Indian photographer Dayanita Singh has spent nearly four decades challenging familiar modes of seeing and interpreting photographs. Through labor-intensive processes in sequencing, bookmaking and installation design, her images move beyond the realm of two-dimensional visual works and become conceptual art-objects and tactile experiences.  At a time when labels like visual storyteller and lens-based artist are as ubiquitous as the sea of digital images they usher in, her commitment to the photographic process and pushing the medium’s narrative potential is both rare and refreshing. 

Singh began making photographs in New Deli during the 1980s. Her earliest body of work emerged from a chance encounter with renowned tabla player Zakir Hussain when she attempted to photograph him during a live performance. Their meeting evolved into a long-time creative friendship, during which Singh spent several years photographing Hussain in rehearsal and on tour. These photographs were eventually published in her first book, Zakir Hussain, which was originally conceived of as a maquette during her time as a graphic design student. 

The project ultimately led Singh to pursue a degree in photojournalism instead. An early assignment to document underground gender-nonconforming communities in India led Singh to befriend Mona Ahmed, a trans woman who made her home in a Muslim cemetery, whom she spent the next ten years photographing. These images were published in 2001’s Myself, Mona Ahmed– a groundbreaking visual novel blending biography, autobiography and fiction. 

Singh’s early work makes clear that her affection for her subjects, and the relationships that inevitably result from their work together, lack the impartiality of a photojournalist. It is no surprise, then, that her trajectory developed instead toward fine art photography. She has gone on to publish a number of acclaimed collections, continually expanding her use of the book format and eventually fabricating exhibition specific displays– portable “museums” of different scales– to bring her work into the world. 

Let’s See is Dayanita Singh’s most recent offering, released in early 2022 by Steidl Publishers. Described as a photographic novel, the book brings together previously unseen images from hundreds of contact sheets made during her earliest years as an emerging photographer. Free of any text apart from a quote by art publisher Walter Keller on the flyleaf, Let’s See invites the viewer to collaborate with Singh by constructing their own narratives from her sequencing. Each page of the book is a full-bleed photograph in the grainy black and white of her original film stock, depicting intimate moments among family and friends that could only be seen by her then ‘amateur’ eye. The tenderness and familiarity with which she photographs scenes of a wedding, a funeral, musical performances and hotel rooms shared with travel companions offer an unmediated glimpse into her interior world as a young woman developing her artistic voice.

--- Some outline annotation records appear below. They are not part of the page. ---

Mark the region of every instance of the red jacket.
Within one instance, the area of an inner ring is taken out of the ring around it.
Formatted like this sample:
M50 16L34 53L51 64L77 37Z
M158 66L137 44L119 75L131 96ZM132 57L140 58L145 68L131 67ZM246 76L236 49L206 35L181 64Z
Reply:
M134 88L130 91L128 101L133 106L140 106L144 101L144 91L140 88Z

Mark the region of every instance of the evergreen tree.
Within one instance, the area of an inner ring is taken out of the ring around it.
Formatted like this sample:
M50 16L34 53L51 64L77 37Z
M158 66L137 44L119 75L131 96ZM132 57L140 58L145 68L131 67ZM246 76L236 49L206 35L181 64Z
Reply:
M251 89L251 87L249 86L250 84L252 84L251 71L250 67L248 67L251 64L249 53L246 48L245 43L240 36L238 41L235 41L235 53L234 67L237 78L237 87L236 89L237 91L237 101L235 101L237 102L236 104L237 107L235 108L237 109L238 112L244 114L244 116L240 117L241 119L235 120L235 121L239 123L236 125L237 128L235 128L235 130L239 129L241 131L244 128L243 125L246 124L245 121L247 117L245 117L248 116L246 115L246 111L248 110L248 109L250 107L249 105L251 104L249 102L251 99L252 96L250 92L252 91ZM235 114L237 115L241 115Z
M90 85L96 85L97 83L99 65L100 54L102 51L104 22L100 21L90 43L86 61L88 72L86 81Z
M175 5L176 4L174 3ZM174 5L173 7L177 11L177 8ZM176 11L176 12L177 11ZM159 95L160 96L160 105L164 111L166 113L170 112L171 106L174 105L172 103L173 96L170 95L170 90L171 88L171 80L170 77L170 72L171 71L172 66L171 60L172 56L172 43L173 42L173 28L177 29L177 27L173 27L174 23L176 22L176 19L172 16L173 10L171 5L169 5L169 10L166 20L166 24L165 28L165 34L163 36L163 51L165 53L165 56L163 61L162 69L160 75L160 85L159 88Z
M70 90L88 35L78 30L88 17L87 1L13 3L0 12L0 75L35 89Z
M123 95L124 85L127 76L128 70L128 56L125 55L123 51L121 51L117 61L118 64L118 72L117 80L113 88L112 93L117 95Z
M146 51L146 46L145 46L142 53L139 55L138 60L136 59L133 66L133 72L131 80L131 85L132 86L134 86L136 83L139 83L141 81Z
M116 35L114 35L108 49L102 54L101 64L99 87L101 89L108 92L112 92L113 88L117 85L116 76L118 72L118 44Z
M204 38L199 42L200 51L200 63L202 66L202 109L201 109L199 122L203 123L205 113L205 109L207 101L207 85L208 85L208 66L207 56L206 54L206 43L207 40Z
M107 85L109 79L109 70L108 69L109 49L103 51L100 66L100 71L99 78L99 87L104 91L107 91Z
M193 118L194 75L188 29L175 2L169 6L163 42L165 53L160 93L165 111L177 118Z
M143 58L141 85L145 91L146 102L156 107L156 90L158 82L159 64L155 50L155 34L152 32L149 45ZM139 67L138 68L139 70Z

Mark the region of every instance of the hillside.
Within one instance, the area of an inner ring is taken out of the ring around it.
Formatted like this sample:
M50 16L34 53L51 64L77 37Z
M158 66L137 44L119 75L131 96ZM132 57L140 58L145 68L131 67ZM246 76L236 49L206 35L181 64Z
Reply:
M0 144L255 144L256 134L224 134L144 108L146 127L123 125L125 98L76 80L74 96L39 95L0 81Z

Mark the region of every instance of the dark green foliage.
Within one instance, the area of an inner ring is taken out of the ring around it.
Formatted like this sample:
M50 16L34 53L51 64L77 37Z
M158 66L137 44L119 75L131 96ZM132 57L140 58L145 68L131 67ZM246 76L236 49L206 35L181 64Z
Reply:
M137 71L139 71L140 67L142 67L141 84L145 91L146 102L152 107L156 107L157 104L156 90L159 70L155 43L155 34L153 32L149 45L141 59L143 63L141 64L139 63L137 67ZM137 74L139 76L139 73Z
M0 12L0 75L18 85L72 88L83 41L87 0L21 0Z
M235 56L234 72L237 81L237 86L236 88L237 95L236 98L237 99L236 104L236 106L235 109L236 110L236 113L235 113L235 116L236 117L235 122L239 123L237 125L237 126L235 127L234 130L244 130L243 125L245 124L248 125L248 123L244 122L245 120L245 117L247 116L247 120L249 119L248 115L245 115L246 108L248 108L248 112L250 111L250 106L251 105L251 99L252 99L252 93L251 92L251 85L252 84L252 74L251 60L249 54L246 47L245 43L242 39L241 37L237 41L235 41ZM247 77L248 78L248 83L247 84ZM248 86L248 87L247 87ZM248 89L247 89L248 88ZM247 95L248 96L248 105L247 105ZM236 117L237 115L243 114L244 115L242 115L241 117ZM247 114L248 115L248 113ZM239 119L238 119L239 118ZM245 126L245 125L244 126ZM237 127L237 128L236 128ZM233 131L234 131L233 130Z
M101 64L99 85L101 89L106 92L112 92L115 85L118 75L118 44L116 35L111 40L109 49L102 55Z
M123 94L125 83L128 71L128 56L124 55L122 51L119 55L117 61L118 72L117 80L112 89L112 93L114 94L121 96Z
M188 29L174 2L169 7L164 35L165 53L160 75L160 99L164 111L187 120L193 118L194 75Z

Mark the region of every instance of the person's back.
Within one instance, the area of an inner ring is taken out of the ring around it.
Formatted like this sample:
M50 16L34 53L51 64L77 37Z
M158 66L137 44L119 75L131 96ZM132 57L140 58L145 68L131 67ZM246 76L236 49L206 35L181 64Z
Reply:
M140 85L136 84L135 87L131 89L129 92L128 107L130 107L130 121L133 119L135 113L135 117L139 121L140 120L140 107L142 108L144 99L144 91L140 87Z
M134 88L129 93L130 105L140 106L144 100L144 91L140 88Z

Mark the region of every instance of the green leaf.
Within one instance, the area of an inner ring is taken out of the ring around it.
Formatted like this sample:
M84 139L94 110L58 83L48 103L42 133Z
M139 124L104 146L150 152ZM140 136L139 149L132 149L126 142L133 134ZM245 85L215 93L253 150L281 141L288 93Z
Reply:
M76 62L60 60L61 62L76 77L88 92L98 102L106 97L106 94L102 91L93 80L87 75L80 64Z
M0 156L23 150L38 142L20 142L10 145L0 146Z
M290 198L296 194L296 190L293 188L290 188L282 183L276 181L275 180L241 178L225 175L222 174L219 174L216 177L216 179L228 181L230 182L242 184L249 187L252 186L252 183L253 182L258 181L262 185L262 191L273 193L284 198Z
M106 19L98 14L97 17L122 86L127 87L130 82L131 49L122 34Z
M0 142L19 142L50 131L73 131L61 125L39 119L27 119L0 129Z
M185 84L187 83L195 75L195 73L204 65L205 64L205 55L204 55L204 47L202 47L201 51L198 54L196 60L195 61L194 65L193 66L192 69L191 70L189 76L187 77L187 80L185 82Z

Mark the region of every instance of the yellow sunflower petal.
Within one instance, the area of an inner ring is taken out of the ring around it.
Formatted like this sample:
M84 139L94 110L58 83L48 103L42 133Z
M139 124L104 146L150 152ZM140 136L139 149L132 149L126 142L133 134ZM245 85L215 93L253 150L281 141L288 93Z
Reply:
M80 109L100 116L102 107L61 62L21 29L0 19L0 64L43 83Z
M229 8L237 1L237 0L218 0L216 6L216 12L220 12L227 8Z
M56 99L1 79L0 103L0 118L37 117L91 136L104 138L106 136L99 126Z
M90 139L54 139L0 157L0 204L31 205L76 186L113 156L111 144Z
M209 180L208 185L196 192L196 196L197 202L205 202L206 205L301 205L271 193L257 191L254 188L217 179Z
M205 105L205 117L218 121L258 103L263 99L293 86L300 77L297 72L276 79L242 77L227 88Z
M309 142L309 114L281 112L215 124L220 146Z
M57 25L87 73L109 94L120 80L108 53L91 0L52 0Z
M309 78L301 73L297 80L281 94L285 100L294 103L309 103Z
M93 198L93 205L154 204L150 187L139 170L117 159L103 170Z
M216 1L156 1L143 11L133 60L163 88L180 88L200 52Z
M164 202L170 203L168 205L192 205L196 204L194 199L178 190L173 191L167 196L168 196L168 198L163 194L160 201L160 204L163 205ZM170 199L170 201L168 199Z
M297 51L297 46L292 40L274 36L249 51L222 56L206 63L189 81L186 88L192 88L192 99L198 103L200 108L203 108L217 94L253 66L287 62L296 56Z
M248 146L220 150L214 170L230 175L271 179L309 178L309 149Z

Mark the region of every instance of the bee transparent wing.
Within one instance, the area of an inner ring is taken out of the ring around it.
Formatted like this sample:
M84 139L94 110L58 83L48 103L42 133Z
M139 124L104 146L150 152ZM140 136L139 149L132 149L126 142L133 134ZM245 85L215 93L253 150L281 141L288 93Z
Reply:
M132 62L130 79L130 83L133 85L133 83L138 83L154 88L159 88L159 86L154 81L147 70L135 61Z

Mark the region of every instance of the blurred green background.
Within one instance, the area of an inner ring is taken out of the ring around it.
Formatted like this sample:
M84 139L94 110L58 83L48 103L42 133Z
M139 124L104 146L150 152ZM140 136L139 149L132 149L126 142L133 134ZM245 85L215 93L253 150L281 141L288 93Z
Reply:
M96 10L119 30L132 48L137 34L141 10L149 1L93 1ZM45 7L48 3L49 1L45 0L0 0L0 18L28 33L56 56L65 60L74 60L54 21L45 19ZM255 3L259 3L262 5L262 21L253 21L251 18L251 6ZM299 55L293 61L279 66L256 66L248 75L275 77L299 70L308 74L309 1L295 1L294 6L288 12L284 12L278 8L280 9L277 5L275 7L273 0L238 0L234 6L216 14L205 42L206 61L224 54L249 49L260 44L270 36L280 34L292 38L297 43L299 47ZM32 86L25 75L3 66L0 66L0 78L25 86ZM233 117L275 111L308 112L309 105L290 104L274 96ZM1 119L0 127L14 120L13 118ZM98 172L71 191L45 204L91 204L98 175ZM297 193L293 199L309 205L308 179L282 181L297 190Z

These early images highlight the arc of Singh’s photographic career and the organic development of the relationships depicted in her work. Mona Ahmed, Zakir Hussain, and the artist’s own mother Nony Singh are all prominent subjects of Let’s See, which artfully straddles the line between photobook and personal album. While most of the photographs appear to be intimate, candid snapshots, Singh’s strong eye for composition and the ‘decisive moment’ were already evident before she even considered herself a photographer. This era of her artistic output is perhaps most compelling for that very reason: the early photographs lack any sense of self-consciousness, and her subjects appear completely natural and dynamic. We are in each scene with them and can imagine the sounds of their laughter, their music. 

Only about 20% of Dayanita Singh’s archive has been seen by the public. The vast majority of her work exists only in negatives and contact sheets, while prints of her photographs are extremely rare. To imagine the process by which she excavated these images from underneath decades of more recent work adds another conceptual layer to Let’s See. We are given the rare opportunity to witness the artist sequence and resequence her own life, moving fluidly between past and present.  So often, artists attempt to bury their early work for fear it will be seen as unrefined or undeveloped, but Singh’s ability to show the same tenderness to herself as an emerging photographer that she showed to her subjects is unexpectedly moving. Let’s See is, in the end, a visual story of an artist finding herself through her medium.